Vous aurez noté que, parfois (souvent ?) ce n’est pas l’auteur/ice qui est à l’initiative du projet de publication, mais bien l’éditeur lui-même. C’est pourquoi je suis un peu chiffonné chaque fois que je lis que « sans l’auteur, il n’y a rien ». Je pense que c’est beaucoup plus vrai pour l’éditeur : « sans l’éditeur, il n’y a (vraiment) rien. » Mais quelle que soit la situation, il va se passer à peu près la même chose une fois que la décision de publier ce manuscrit aura été prise (par moi ou par mes chefs).

(je passe outre le travail sur les contrats, j’ai déjà tout expliqué en long en large en travers dans l’article sur comment devenir écrivain)

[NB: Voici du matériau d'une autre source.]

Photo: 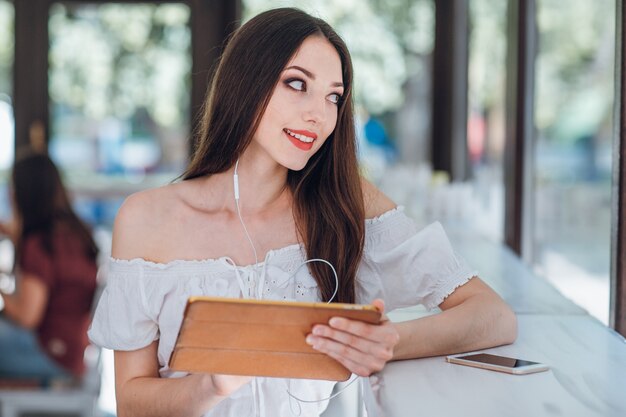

2/ Je fais quoi de ce manuscrit ?

Avant toute chose, je le retravaille avec l’auteur/ice. Je vais répéter ce que j’ai déjà dit dans l’article précédent mais : aucun manuscrit n’arrive parfait sur le disque dur d’un éditeur. Aucun. Il y a nécessairement du boulot pour parvenir à un texte « propre », débarrassé de ses scories. On est donc face à ce texte, la plupart du temps au format .docx ou .pdf qu’on lit à l’écran ou qu’on imprime (chacun sa préférence). On peut distinguer plusieurs « balayages » à effectuer tout au long de la correction du manuscrit, que l’éditeur peut faire en même temps ou successivement :

  1. La correction ortho-typographique : fautes de frappe, d’orthographe, de syntaxe, d’accords : je ne vous fais pas un dessin c’est purement technique. Mais il y a une galaxie dont l’existence vous échappe sans doute : celle des conventions typographiques. Ouvrez un Code typo un jour pour rigoler vous allez tomber des nues. Saviez-vous qu’on ne place pas des majuscules n’importe où dans les noms de titre ? Qu’on utilise différents types de guillemets dans des circonstances bien précises ? Qu’il existe plusieurs types d’espaces dont au moins 5 sont utilisés couramment dans un texte (insécable, fine, demi-cadratin, quart-de-cadratin…) ? L’éditeur, lui, doit passer tout ça au laser (je sais reconnaître la différence entre une espace fine et demi-cadratin à l’œil nu, tu peux pas test). Bien entendu, des oublis peuvent passer à travers les mailles. Il existe heureusement des aides logicielles. Le métier de correcteur/ice existe aussi, mais malheureusement y recourir se raréfie (on parlera des coûts de production plus loin).
  2. La relecture : l’idée ici est davantage d’être attentif au fond. Est-ce qu’il n’y a pas des incohérences dans les lieux, les dates, les noms des personnages ? Est-ce que des informations données en début de texte n’entrent pas en contradiction avec d’autres données plus tard ? Est-ce que tel mot de vocabulaire employé est pertinent à cette époque, à cet endroit ? (je vous donne un exemple : un jour je relisais le manuscrit d’une autrice qui décrivait le couvre-chef d’un personnage comme « une coiffe indienne » alors qu’on était dans un monde de fantasy – dans lequel les Indiens n’existent pas, par définition ; voilà un exemple d’incohérence à éviter). Si c’est un ouvrage scientifique, documentaire, universitaire, c’est encore plus important : il faut vérifier la pertinence des informations, leur scientificité, etc.
  3. La réécriture : De manière générale, avons-nous un texte sans erreurs, compréhensible, équilibré et fluide ? Chaque éditeur aura sa propre idée du style ou de la fluidité et souhaitera intervenir plus ou moins profondément dans le type d’écriture de l’auteur/ice. Mais il aura forcément quelques petites choses à dire sur l’expression écrite, les lourdeurs, les répétitions. Parfois même sur des paragraphes entiers, la place d’un chapitre, voire la structure globale du texte (est-ce trop long/trop court, trop dense/pas assez, etc.). Je suis soulagé de constater que, de nos jours, un consensus semble se dégager sur le fait qu’un texte se doit d’être fluide en toutes circonstances et que les styles ampoulés n’ont plus lieu d’être.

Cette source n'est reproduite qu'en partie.